As you can tell, I not a big fan of the settlement, and I think we can thank the people who have opposed the deal as currently structured, most notably Yves Smith, who has done yeoman work on teasing out the details and communicating what it all means for months, the recent condemnation of the deal by AFL-CIO President Richard Trumka is also significant. (And, as an FYI, everyone's favorite right wing nuts, Judicial Watch, has filed suits to get related documents)

This resembles the groundswell that led to Obama vetoing HR 3808, which allowed some states shoddy documentation practices to go national.

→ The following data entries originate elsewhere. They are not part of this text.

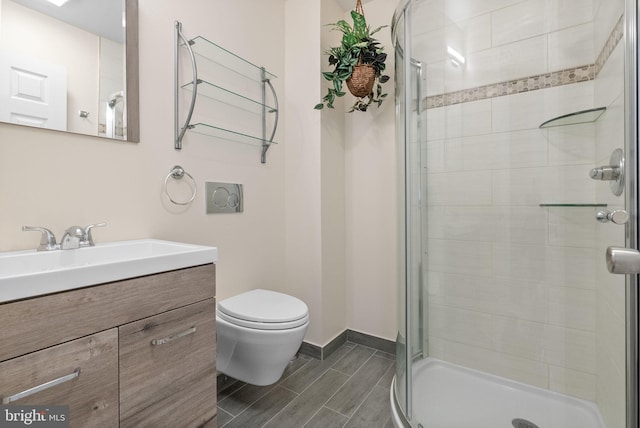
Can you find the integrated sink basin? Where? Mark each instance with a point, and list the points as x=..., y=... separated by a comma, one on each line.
x=30, y=273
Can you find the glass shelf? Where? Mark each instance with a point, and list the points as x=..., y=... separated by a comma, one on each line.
x=226, y=134
x=226, y=96
x=584, y=116
x=220, y=55
x=573, y=205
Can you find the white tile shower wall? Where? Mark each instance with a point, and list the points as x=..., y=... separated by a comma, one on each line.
x=508, y=287
x=512, y=272
x=511, y=42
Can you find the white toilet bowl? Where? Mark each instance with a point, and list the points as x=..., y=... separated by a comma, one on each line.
x=259, y=332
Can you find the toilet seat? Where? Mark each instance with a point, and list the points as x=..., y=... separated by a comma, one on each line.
x=264, y=310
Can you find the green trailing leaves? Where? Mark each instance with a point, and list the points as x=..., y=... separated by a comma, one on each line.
x=357, y=46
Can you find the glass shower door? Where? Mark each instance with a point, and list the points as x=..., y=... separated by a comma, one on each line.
x=511, y=141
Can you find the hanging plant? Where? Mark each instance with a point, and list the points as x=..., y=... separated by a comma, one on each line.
x=359, y=62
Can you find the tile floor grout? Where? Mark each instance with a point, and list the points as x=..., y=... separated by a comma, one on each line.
x=316, y=372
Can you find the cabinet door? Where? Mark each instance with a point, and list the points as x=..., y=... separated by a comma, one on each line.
x=167, y=368
x=92, y=395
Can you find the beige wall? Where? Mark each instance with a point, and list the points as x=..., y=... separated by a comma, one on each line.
x=57, y=179
x=306, y=209
x=371, y=211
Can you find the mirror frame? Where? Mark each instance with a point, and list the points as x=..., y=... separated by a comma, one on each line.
x=132, y=72
x=131, y=79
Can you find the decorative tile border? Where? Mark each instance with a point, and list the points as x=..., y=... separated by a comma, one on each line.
x=531, y=83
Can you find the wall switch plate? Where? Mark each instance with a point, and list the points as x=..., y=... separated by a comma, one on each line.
x=224, y=197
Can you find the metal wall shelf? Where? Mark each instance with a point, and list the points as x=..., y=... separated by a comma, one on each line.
x=225, y=134
x=215, y=92
x=212, y=52
x=226, y=62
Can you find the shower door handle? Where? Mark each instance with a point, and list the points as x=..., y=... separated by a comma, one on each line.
x=623, y=260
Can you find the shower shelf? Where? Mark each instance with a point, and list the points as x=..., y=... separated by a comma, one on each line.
x=574, y=205
x=249, y=80
x=583, y=116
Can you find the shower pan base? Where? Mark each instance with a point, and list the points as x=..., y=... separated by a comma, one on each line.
x=451, y=396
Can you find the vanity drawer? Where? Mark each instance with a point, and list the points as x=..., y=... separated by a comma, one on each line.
x=32, y=324
x=167, y=368
x=95, y=358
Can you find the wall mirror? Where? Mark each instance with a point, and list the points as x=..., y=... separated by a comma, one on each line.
x=70, y=65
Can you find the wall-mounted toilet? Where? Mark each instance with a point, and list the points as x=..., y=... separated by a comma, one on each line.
x=259, y=332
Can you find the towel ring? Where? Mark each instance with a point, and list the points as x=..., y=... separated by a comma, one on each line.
x=178, y=173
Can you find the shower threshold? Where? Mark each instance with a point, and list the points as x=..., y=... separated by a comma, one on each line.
x=451, y=396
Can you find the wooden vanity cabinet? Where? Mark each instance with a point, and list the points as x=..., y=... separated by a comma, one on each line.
x=144, y=350
x=92, y=396
x=166, y=369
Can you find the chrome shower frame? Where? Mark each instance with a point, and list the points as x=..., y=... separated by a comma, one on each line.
x=632, y=119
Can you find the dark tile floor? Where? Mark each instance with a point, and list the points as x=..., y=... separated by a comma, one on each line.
x=348, y=389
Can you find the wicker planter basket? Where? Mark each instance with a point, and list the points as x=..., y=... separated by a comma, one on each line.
x=361, y=82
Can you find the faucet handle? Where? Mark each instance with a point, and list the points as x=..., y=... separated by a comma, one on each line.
x=88, y=238
x=47, y=240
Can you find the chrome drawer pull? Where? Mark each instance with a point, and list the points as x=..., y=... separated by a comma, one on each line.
x=156, y=342
x=39, y=388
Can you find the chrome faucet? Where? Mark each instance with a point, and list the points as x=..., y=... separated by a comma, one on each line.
x=74, y=237
x=48, y=239
x=78, y=237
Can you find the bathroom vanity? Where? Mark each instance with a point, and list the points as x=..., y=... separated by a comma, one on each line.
x=136, y=352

With the increasing complaints from consumer activists about the settlement.

What are the problems?

Well on the micro level (courtesy of Yves Smith), it gives the banksters an incentive to pawn the losses off against the the mortgages that they recapitalized, avoiding the hit themselves, and giving it to pension funds, it incentivizes targeting the largest loans, and so benefits the richest, and there are no meaningful mechanisms to enforce good behavior from the mortgage servicers.

On the macro level, let's roll Simon Johnson:
The financial sector has been the Obama administration’s Achilles’ heel. Despite coming to power in the middle of the greatest financial crisis since the Great Depression with a broad mandate for “change,” the administration has consistently deferred to big banks and done its best to keep them in business “as is.”
(Read the rest, really).

The real underlying message much of the disgust with how the government in general, and the Obama administration in particular function is that there has been a failure to stop the looting, and start prosecuting.